As I write, this geek is sat in the bar of Leicester Square’s Vue cinema, populated by a mixture of young girls aged 5 to 17 and their doting parental units waiting to watch a modern idol’s debut celluloid performance. Just to offset the difference, there’s a flute of complementary wine on the table and a cup full of pick’n’mix brought up from the foyer next to it. Never say never, indeed.
Justin Bieber is nearly 17 and around the same age as the oldest fans at this preview screening, or so you’d guess. It’s not possible to say for sure how many of the adults, all putting on their best One Man And His Dog game faces to keep their lucky charges from reaching a critical mass of giddiness, actually appreciate Bieber’s music. It’s noticeable that few seem reluctant to be here.
Excuse me for a second while I see away another foam banana and block a wee lassie using the table as a climbing frame from kicking over my glass of red.
Opening in the UK on February 18 and having grossed 30 million smackeroos already over Valentine’s weekend in America, Never Say Never is Bieber’s first motion picture. Well, that’s not quite accurate, as the film attests right from its YouTube-mimicking start.
For the last few years, Canada’s biggest selling export since maple syrup and Wolverine has been finding an ever-growing audience, in both age and number, over this here Internet you’re faffing around on right now.
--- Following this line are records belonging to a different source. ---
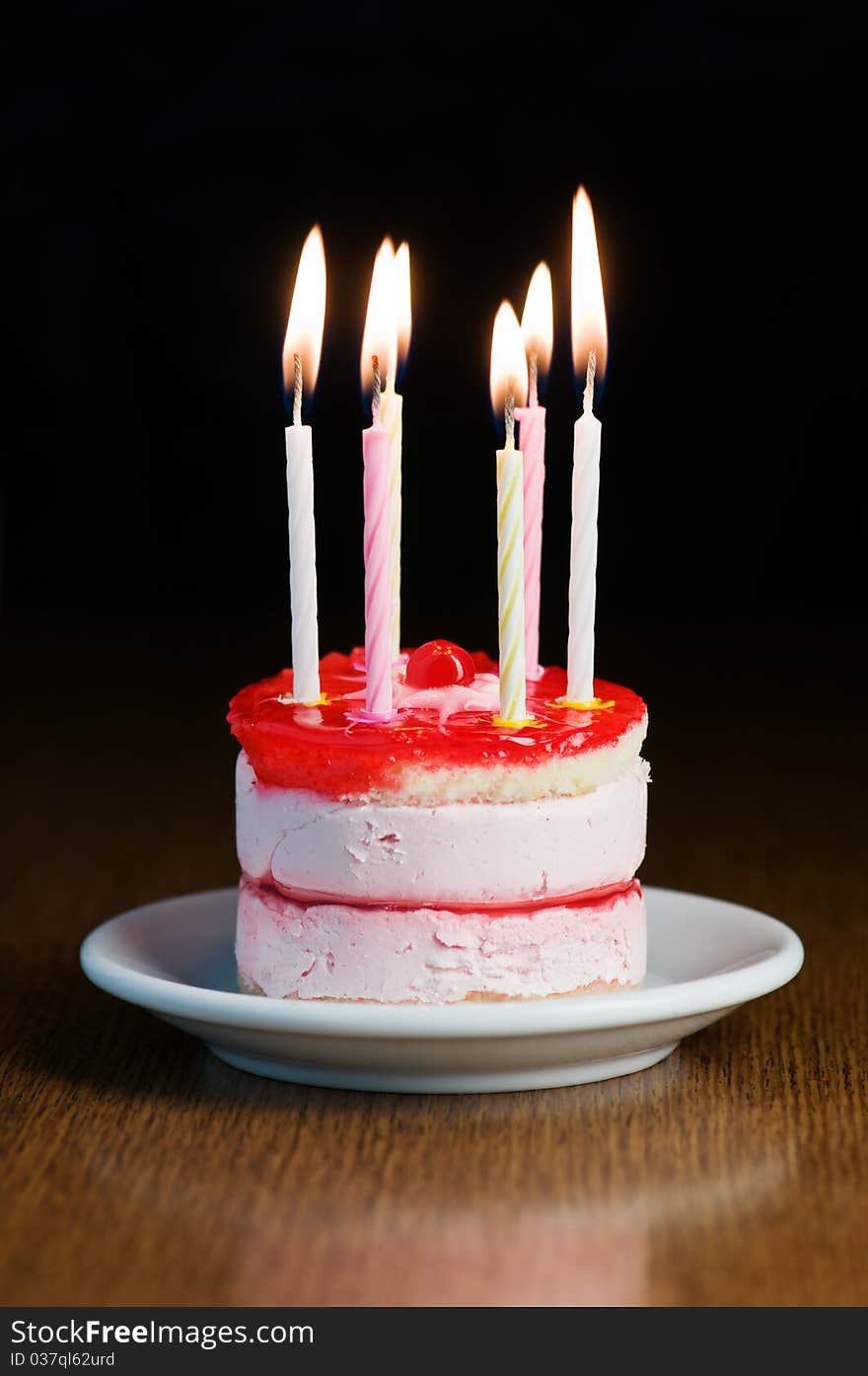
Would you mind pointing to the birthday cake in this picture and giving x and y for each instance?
(439, 854)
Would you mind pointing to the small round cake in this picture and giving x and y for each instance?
(438, 854)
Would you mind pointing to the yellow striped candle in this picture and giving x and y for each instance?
(508, 387)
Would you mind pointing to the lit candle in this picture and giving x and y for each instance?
(391, 414)
(537, 330)
(302, 350)
(379, 355)
(589, 345)
(508, 387)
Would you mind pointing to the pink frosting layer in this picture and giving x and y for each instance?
(464, 852)
(427, 955)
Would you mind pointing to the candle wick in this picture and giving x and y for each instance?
(297, 391)
(588, 398)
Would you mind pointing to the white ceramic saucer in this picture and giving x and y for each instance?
(706, 957)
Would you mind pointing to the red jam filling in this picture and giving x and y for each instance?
(320, 748)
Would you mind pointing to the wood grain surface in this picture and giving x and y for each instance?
(140, 1170)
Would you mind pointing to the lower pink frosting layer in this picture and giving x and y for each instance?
(484, 852)
(431, 955)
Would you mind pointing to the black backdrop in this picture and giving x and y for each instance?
(166, 168)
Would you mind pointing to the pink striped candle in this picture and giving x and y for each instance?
(533, 445)
(537, 334)
(377, 573)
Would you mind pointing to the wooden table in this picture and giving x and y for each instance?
(140, 1170)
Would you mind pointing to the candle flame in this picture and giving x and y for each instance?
(589, 330)
(403, 306)
(538, 318)
(380, 336)
(307, 313)
(508, 361)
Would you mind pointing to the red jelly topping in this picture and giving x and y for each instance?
(321, 748)
(439, 664)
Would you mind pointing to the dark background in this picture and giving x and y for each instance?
(166, 167)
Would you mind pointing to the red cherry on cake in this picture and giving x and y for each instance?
(439, 664)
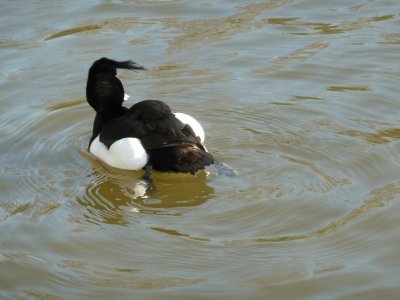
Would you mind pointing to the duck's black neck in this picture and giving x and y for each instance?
(104, 117)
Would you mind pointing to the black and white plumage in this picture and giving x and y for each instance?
(147, 135)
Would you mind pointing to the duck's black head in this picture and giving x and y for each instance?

Pop’s newest moppet was discovered by amiable manager, Scooter Braun, idly hyper-linking through clips on the world’s TV channel, after Bieber uploaded cover videos with the encouragement of his mother. This is the story Never Say Never follows. From a small-town upbringing in Stratford, Ontario to a recent, explosive sell-out gig at dream venue, Madison Square Garden, during his My World tour. Oddly, Justin Bieber isn’t as much of a noob as the geographically-aware internets would have us believe. He might seem like a class clown, but he’s still a good kid for his single-parent mom and sweet grandparents.
Originally due to be directed by the bizarre choice of An Inconvenient Truth‘s Davis Guggenheim, eventual helmer Jon Chu brings home the Canadian bacon. Chu’s experience shooting Step Up 3D has made him the right man for Bieber’s tale so far. The direction is candid and humorous and the added dimension gives each performance solidity and a sense of space, legitimising the use of the format.
When Justin reaches out of the screen toward the audience, though, he’s aimed squarely at the adoring teens reaching right back. There were several cries of “We love you!” from the stalls, but I assure you, none of them were from me.
Interspersed throughout concert footage filmed at Madison Square Garden are videos and photos of a developing and irrepressible musical talent. These are accompanied by interviews with the industry buds, road crew, family, friends and fans that really care about Bieber’s need to entertain.
It was unexpected to find that the young boy’s extended family encouraged his interest in music when it manifested and did not foist that life on him. This is not another Disney-fostered studio kid like Britney, Christina, Miley or the other Justin. It’s reassuring to know that the first generation to take the possibilities of YouTube for granted has chosen someone with motivatio and showmanship.
Bieber’s snowballing success has only taken a couple of years to reach this peak. There hasn’t been a concert documentary as effortlessly engaging and charming as Never Say Never since Tap rocked around a miniature stone circle. It doesn’t hurt Bieber’s credibility that at one point he plays an acoustic ballad while sat inside a giant metal heart, hovering over the screaming, tearful fans below, and somehow managing to not look like an imbecile.
There are also some surprisingly geeky touches. Bieber’s a Spider-fan, Braun wears a Hulk t-shirt, the two make Mario noises while discussing the Mushroom Kingdom, and ID4 legend and Fresh Prince Will Smith’s little Karate Kid, Jaden, duets on the eponymous track as dancers throw hadoukens.
Within Chu’s screen is a lot of youthful energy and enthusiasm for music, dance and life. Cynics can stow criticisms of manufactured stardom and a lack of talent, as it’s blatant from every frame of the picture that Bieber is a natural musician.
You’re probably aware of some of the warbling wunderkind’s hits, and they’re all performed here, with backing from friends. If the guest appearance is the musical equivalent of the comic book crossover, then there’s a veritable Justin League happening here. Lending a note or two are Usher and the aforementioned Jaden Smith, Sean Kingston, Ludacris, spawn of Billy Ray, Miley Cyrus, and 90s R&B crooners, Boyz II Men.
If you have even a tongue-in-cheek affection for current pop, Jacko-alike dance routines, underdog stories and cheesy 80s concert movies that finish with a showstopper, you’ll find yourself smiling and tapping along with Never Say Never. If you want more, Justin Bieber will return in Never Say Never Agai… Wait, that’s not right.